Easter bread or Tsoureki. Greek Easter dessert

people icon For 6 euro icon € 0.45 /pers. calories icon 398 kcal/100g


  • 500g. wheat flour with strength W220, 000 flour or wheat flour with 11.5 – 12.5% ​​protein
  • 80g. of sugar
  • 3 eggs (+ 1 for brushing)
  • The skin of an orange
  • 300 ml. semi-skimmed milk
  • 60g. butter (pomade texture)
  • 5g. dry bakery yeast
  • A pinch of cinnamon
  • 3-4g. salt (one teaspoon)
  • A pinch of food coloring (to dye the eggs)

Tsoureki is a braid-shaped sweet bread typical of Greece, which is usually prepared during the Easter holiday . This bread is also known as Lamblopso mo which means “shining bread”. It is usually decorated with colored dyed eggs, red ones being the most traditional, it can also be decorated with flowers made from the same dough and seeds. 

Tsoureki is similar to Easter cakes that are prepared in some areas of our country in which dyed eggs are often also added, although the texture is halfway between our cakes and bread. In the most traditional recipes for this Greek bread, wild cherry seeds are included and the shape is not always elongated, sometimes it is shaped like a round loaf and other times like a crown.

The preparation is not complicated, following the steps we will easily obtain an elastic and manageable dough, but it is essential to respect the resting times so that the final texture is the desired one. In winter it may take a little longer for the dough to double in size, so it is a good idea to leave it at room temperature but in the warmest place possible. A beautiful and original Easter recipe.

Preparation of the base dough for Greek Easter bread

  1. We boil the eggs for 12 minutes in a pot with the food coloring we want. In a large bowl, add the flour, salt, cinnamon and yeast. We wash and grate the orange peel and also add it to the bowl.
  2. We mix to integrate the dry ingredients. We add the milk and continue mixing. When it is difficult to mix with the spoon, we move on to kneading with our hands on a smooth, clean surface. If the dough sticks to the surface, sprinkle flour or grease with a little oil.
  3. We knead and gradually integrate the butter, which must be very soft. We continue kneading until we get an elastic mixture.
  4. We transfer the dough to a large bowl previously filled with oil, cover the bowl with a clean, dry cloth and let the dough rest until it doubles in size. Depending on the temperature it may take 1-2 hours. When it has doubled in size, we knead again for 5 minutes to degas. We divide the dough into three equal parts, although we can do it by eye, it is much better to use a weight to make sure that there is not much difference between them. With each ball of dough we form an elongated roll.

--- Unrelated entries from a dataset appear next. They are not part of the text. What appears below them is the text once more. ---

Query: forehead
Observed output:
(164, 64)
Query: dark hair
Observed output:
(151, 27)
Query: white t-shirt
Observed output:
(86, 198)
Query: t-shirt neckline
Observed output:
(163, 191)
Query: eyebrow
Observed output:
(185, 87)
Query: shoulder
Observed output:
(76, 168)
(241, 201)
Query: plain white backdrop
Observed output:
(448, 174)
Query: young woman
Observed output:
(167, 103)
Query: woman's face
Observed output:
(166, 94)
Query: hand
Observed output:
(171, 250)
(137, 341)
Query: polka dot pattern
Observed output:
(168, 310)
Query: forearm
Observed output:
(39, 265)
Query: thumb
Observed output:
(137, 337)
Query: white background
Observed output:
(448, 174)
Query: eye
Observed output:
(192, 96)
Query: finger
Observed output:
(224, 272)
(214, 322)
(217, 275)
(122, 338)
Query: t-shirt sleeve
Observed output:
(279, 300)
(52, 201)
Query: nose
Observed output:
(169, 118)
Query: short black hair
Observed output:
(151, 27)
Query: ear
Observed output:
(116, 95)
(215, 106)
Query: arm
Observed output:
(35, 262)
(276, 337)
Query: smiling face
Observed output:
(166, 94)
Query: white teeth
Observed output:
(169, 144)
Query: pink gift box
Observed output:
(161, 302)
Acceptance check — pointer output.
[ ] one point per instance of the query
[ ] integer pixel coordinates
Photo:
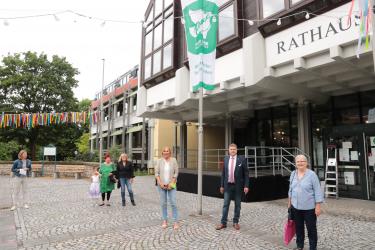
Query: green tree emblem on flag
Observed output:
(201, 26)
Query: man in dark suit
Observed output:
(234, 181)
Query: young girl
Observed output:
(94, 190)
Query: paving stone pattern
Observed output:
(62, 216)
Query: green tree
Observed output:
(34, 83)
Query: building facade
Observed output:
(294, 77)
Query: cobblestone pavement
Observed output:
(62, 216)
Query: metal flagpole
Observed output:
(373, 34)
(101, 118)
(200, 150)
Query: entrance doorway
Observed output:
(356, 159)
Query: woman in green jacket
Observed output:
(106, 185)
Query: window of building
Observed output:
(158, 39)
(147, 67)
(167, 62)
(222, 2)
(157, 62)
(158, 36)
(271, 7)
(168, 28)
(226, 23)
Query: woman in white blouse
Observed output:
(166, 172)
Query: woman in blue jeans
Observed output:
(305, 197)
(125, 173)
(166, 172)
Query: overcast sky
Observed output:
(82, 41)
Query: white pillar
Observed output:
(130, 137)
(303, 119)
(151, 150)
(228, 131)
(115, 110)
(183, 145)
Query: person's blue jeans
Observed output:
(230, 194)
(166, 195)
(126, 182)
(300, 218)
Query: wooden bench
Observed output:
(71, 169)
(35, 170)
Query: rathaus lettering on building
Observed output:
(331, 28)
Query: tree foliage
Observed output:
(33, 83)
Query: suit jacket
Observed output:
(241, 173)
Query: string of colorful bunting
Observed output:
(32, 120)
(365, 14)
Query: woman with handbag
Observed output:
(21, 169)
(107, 179)
(125, 174)
(166, 172)
(305, 197)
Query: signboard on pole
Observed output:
(201, 22)
(371, 115)
(49, 151)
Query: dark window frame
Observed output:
(167, 12)
(235, 22)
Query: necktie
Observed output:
(231, 174)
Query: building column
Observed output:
(130, 145)
(115, 110)
(183, 145)
(151, 150)
(175, 142)
(303, 121)
(131, 104)
(228, 130)
(114, 140)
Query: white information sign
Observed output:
(344, 154)
(49, 151)
(354, 155)
(349, 178)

Form, baking and final presentation of the Easter Bread

  1. We put the three rolls on the oven tray on parchment paper and let them rest for about 40 minutes.
  2. We preheat the oven to 200º with heat up and down.
  3. We make a braid with the three rolls of dough. Brush with a beaten egg. We can sprinkle some sugar before baking. We bake for about 35-40 minutes. If we see that it is burning too much on the top, we cover it with aluminum foil.
  4. Remove from the oven and sprinkle with sugar while it is still hot. Let it cool completely before eating.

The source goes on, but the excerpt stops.